Sevdiğim bir kaç türü bulabildiğimden belki bilmiyorum ama ben beğendim. Herkesin beğenmesini garantileyemem ama türü sevenlere tavsiye edeceğim bir anime. Fikir edinmek için mutlaka ilk ve ikinci tanıtımlarına bakıverin.

Sekaiichi Hatsukoi- Güzel bir Yaoi arayanlara…

Yukarda ismini gördüğünüz tatlı mı tatlı bir yaoi. Uzun süredir adam gibi tanıtım yazısı yazamadığımı anlayınca, bu çiçeği burnunda animeyi sizinle paylaşmak istedim. Benim gibi yaoi (iki erkek arasındaki aşkı işleyen anime/manga) sever pek çok blogcu arkadaşım olduğunu da bildiğimden, eğer ki haberdar değilseniz sizi bu güzel animeyle tanıştırmak istedim.

Öncelikle animenin OVA’nın indirme linkine şurdan, 1. bölümünkine de şurdan ulaşabilirsiniz. İçlerinde bana mangayı tavsiye eden pek sevgili arkadaşımın da bulunduğu bu ekip, hızlıca Türkçe’ye çeviriyorlar bölümleri, türü seviyorsanız mutlaka bir girip bakın. Çevirilerin çok başarılı olduğunu da ekleyeyim.

Şimdi gelelim konumuza. Öncelikle klasik seme/uke çiftimiz var. Yani saf, sevimli ve çocuksu ukenin karşısında aksi, soğuk ve sert seme var. Aslında konusunu çok anlatıp bozmak istemiyorum. Kısaca -gizemli bir dille- bahsedersem iki kitap kurdunun yolları kütüphanede kesişir, bir aşk yeşerir. Ancak her güzel şey gibi bunun da bir sonu vardır. Uzun yıllar sonra ikilinin yolları tekrar kesişir. Bu kez birbirlerini hatırlayacaklar mı, ya da kim kimi unutmuş olacak tüm bunları cevabını kısa zamanda alacaksınız.

İkilinin yollarının tekrar kesiştiği yer ise bir yayınevi. Yalnız bu yayınevi ukemiz olan Onodera’nın beklentilerini pek de karşılamıyor. Zira Onodera’nın çalışmaya başlayacağı departman “shoujo” departmanı. Hani şu genç kızlara hitap eden kalpli, pembiş manga/anime türü. Aşktan da elini eteğini çekmiş biri olarak bu pek de açmıyor Onodera’yı. Ancak sonunda orada çalışmaya başlamaktan başka çaresi kalmıyor.

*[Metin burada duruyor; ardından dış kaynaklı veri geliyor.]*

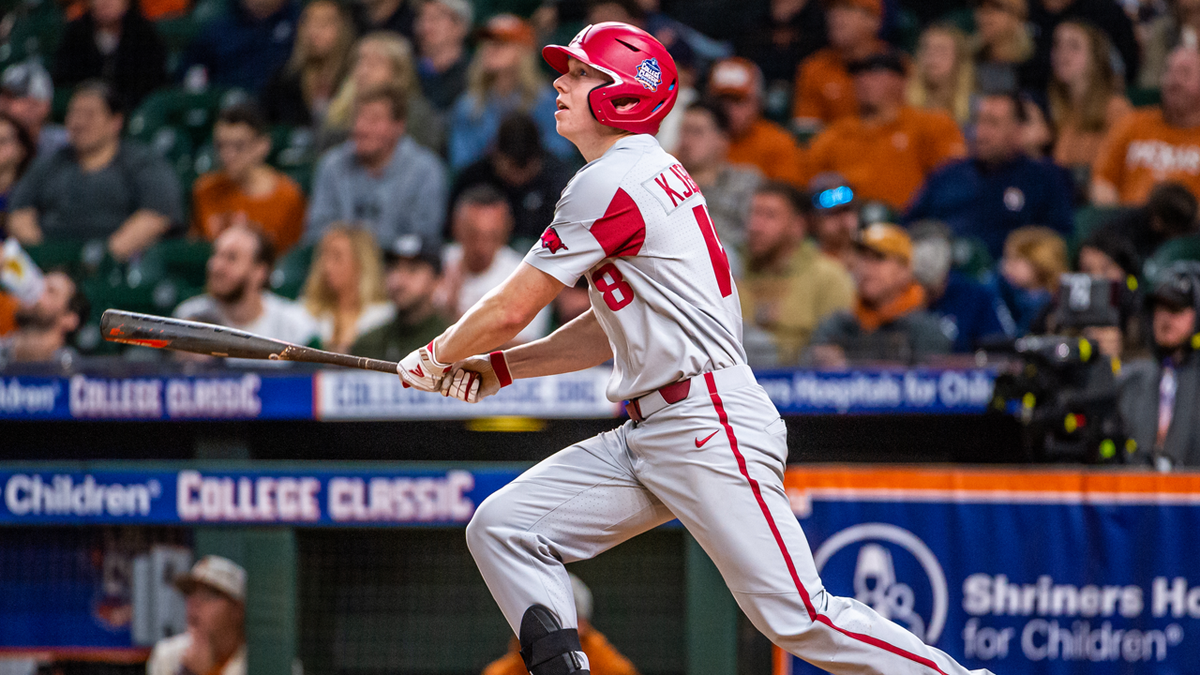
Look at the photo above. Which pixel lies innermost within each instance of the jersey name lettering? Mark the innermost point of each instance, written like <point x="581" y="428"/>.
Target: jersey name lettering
<point x="672" y="187"/>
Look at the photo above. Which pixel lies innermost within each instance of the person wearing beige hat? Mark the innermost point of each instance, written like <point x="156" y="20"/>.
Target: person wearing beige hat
<point x="215" y="641"/>
<point x="888" y="322"/>
<point x="737" y="84"/>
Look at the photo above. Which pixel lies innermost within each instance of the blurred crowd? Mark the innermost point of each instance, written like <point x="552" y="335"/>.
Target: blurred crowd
<point x="893" y="181"/>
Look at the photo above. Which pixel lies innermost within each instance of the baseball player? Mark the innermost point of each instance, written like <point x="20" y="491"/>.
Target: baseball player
<point x="703" y="442"/>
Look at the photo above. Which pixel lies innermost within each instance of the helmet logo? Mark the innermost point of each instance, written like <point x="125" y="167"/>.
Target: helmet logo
<point x="551" y="240"/>
<point x="649" y="73"/>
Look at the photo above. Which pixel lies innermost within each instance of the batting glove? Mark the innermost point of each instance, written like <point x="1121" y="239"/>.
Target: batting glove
<point x="478" y="377"/>
<point x="421" y="370"/>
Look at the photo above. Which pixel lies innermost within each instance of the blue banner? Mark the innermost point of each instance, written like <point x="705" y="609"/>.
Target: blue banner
<point x="809" y="392"/>
<point x="1039" y="574"/>
<point x="318" y="497"/>
<point x="245" y="395"/>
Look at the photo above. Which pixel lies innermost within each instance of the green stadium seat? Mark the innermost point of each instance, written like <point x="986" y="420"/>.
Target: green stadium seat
<point x="1182" y="249"/>
<point x="970" y="256"/>
<point x="36" y="30"/>
<point x="192" y="112"/>
<point x="1087" y="220"/>
<point x="291" y="272"/>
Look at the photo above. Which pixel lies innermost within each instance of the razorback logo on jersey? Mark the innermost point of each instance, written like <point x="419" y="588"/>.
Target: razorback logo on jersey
<point x="550" y="239"/>
<point x="672" y="186"/>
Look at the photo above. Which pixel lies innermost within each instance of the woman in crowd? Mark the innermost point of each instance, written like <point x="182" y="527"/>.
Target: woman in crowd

Bu departman garip çalışanları, hepsinden de garip baş editörüyle girdiği anda Onodera’yı geldiğine geleceğine pişman ediyor. Ancak zamanında babasının yayınevinde çalışırken torpil iddialarından dili yandığı için, bu kez kendi ayaklarının üzerinde durmakta kararlı.

Anime bir yaoiden beklediğiniz herşeyi veriyor. Sürükleyici, eğlenceli, duygusal ve romantik. Üstelik bu bir yaoi! Aşırı ince sesiyle şirin olmaya çalışan bir kız yok, gereksiz yanlış anlamalar yok. Daha yetişkin kesime hitap eden bir tür olduğundan, kimsenin nazını niyazını çekmiyorsunuz 75 bölüm.

Yaoi reklamımı da yaptıktan sonra bir kaç tavsiye vereyim. Önce OVA bölümü ardından ilk bölümü izleyin mutlaka. Bu arada 2. bölüm de yakın zamanda yüklenecekmiş. Ben devam eden anime/dizi vb.lere başlamayı pek sevmesem de, pişman değilim. Bazen yeni bölümü beklemenin heyecanını da sevdiğimden şikayetim yok.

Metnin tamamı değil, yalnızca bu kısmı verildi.